Elsewhere the song structures are a fraction more fleshed out, from the brash bedroom Bond theme of single "Royal Morning Blue" to the bowties-undone late-night swing of "Darkness To Light", a sort of sad spectral cousin of "To The End". "Daft Wader" (yes, seriously) is the closest to an Everyday Robots piano ballad, but is invaded partway through by the relentless bleeping of the Reykjavik champion barcode-scanning team (possibly). It also features an inscrutable reference to “cross-dressers of these terrible roads”, and the lyrics on this album are poetically allusive, which is perhaps unsurprising as the title is cribbed from a poem by working-class Romantic visionary John Clare. One song opens in Borgesian style with the statement, “The tower of Montevideo has many rooms”, before describing a cat who “lies on the daybed and abandons the world as the hours slide off the page like clouds”, like a louche feline Byron.
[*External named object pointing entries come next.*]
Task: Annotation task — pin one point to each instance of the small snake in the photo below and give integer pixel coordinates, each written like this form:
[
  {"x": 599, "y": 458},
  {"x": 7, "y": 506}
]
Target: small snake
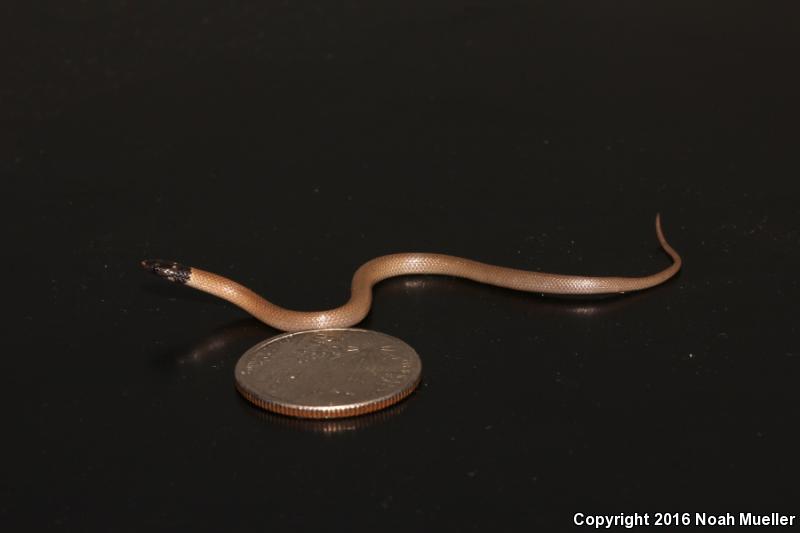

You have to admit, it’s a fair old way from “Popscene, alriiiiiight!”.
The instrumentals are no less intriguing, "Giraffe Trumpet Sea" tumbling jazzy notes like a low-key Pat Metheny, and "Esja"’s wide-angled soundscape resembles mid-‘80s Tangerine Dream, whilst special mention must be made of "Combustion", which jumps unannounced from a groaning Penderecki string nightmare to a free jazz boogaloo in the disco of the damned. The album’s rhythms mostly come from the sort of antediluvian drum machine that can make all of two sounds, “pok” and “tss”. This is introduced in second track, "The Cormorant", which has a beat like Blur’s cheery "Lot 105", but where that was a bingo hall Bontempi shuffle, this is a cold constellation of keys and disconnected guitar gestures with the tiniest dub influence, like the revenant phantoms of the Twin Peaks road house band jamming after hours.
The album isn’t perfect, and although Albarn’s vocals are well phrased and honest, they can occasionally puncture the atmosphere by coming off as wheedling - in another universe there’s a version of this record with Scott Walker on the mic, and it’s mind-blowing – but it’s an immersive, mysterious listen. We might have expected Albarn in his fifties to turn pop statesman and offer well behaved tunes on a grand piano, but instead we get fragile, autumnal isolationism...or “synthesizers in the rain”, as Lawrence might have put it.